One Obscure Texas Judge Waves His Pen And 11 Million People Become Not Just Invisible But Silent

One Obscure Texas Judge Waves His Pen And 11 Million People Become Not Just Invisible But Silent

What happened to the once spirited and well-attended national May Day rallies that put a media spotlight on demands for immigration reform? This year there were pitiful few flag wavers and virtually no news coverage.

Where is the single-minded, relentless leadership that 11 million undocumented Americans need? Who or what will pull together all the immigration groups, labor coalitions, civil rights organizations and student associations and turn them into one powerful force to be reckoned with? Who will overcome the interminable intimidation that has coagulated into what feels like fearful complacency? Now that Hillary Clinton has boldly outlined a path to citizenship in her presidential platform, where are the other champions echoing her call?

The goal of UnitedWeStay is not just to ask these questions but to find answers, to act as a catalyst for forging the power of 11 million undocumented Americans – to be a showcase for our inspiring stories, to raise a platform for the voices of those of us who’ve been silent too long.

And, most importantly, to galvanize hearts, rekindle determination and leverage influence over lawmakers.

In February U.S. District Judge Andrew Hanen’s ruling on behalf of 26 states granted a preliminary injunction against President Obama’s executive action to shield five million from deportation. And while this ruling winds his way through the appeals process, all our lives are put on hold. More uncertainty.

But this uncertainty is different from all the years of living in fearful suspension because we had such hope after DACA and DAPA. Even after the Dream Act failed to become law and immigration reform passed in the Senate and was not even brought up for a vote in the House. Finally, with DACA and DAPA, we had some relief, some sense of forward progress, palatable hope that is now being throttled in the courts. Many of us are afraid to exhale, much less speak up.
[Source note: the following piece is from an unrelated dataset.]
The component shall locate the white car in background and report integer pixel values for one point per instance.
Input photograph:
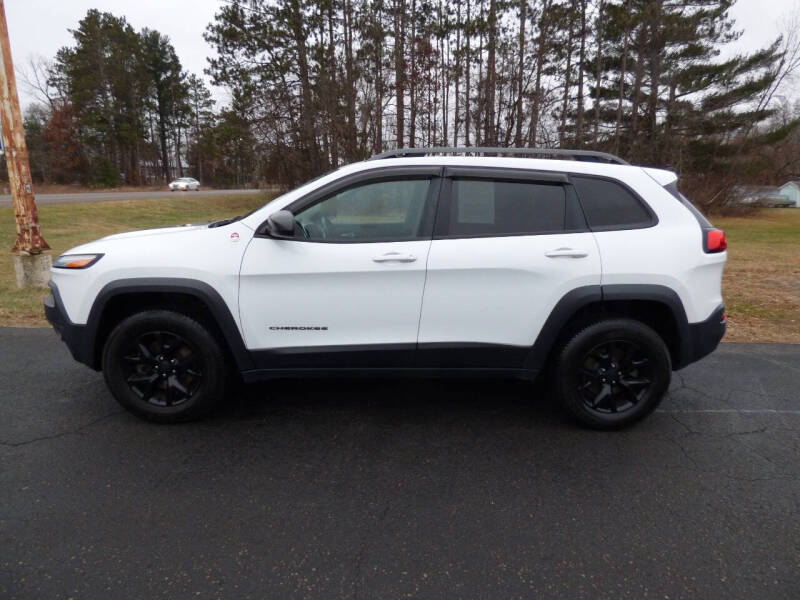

The 11 million undocumented Americans in this country have mostly been invisible for far too long. Now it seems we have also been totally silenced by fear and uncertainty. We have long known that few see us for who we are, but we certainly see ourselves as a vital part of the country’s fabric, working for our families and community.

Despite the constant reminders of our “otherness,” we had hope of acceptance if we just waited long enough, worked hard and petitioned our lawmakers. But now we certainly must realize that hope is slipping away as we fail to show up, to speak up and now to “share up” on and our Facebook page.

We were 10% of the vote in the last presidential race and we made a critical difference, but we failed to show up for the 2014 elections and let more anti-immigration legislators come to power. What will it take to stir our longing into action, fear into resolve, political promises into law? We alone hold the answers. Make UnitedWeStay the place to post our stories, ideas, events, voter registration efforts and profiles in courage. If we’re tired of nothing being done, then we must do something. If we want to do more than dream, then being united in our demand for justice is how we get to stay.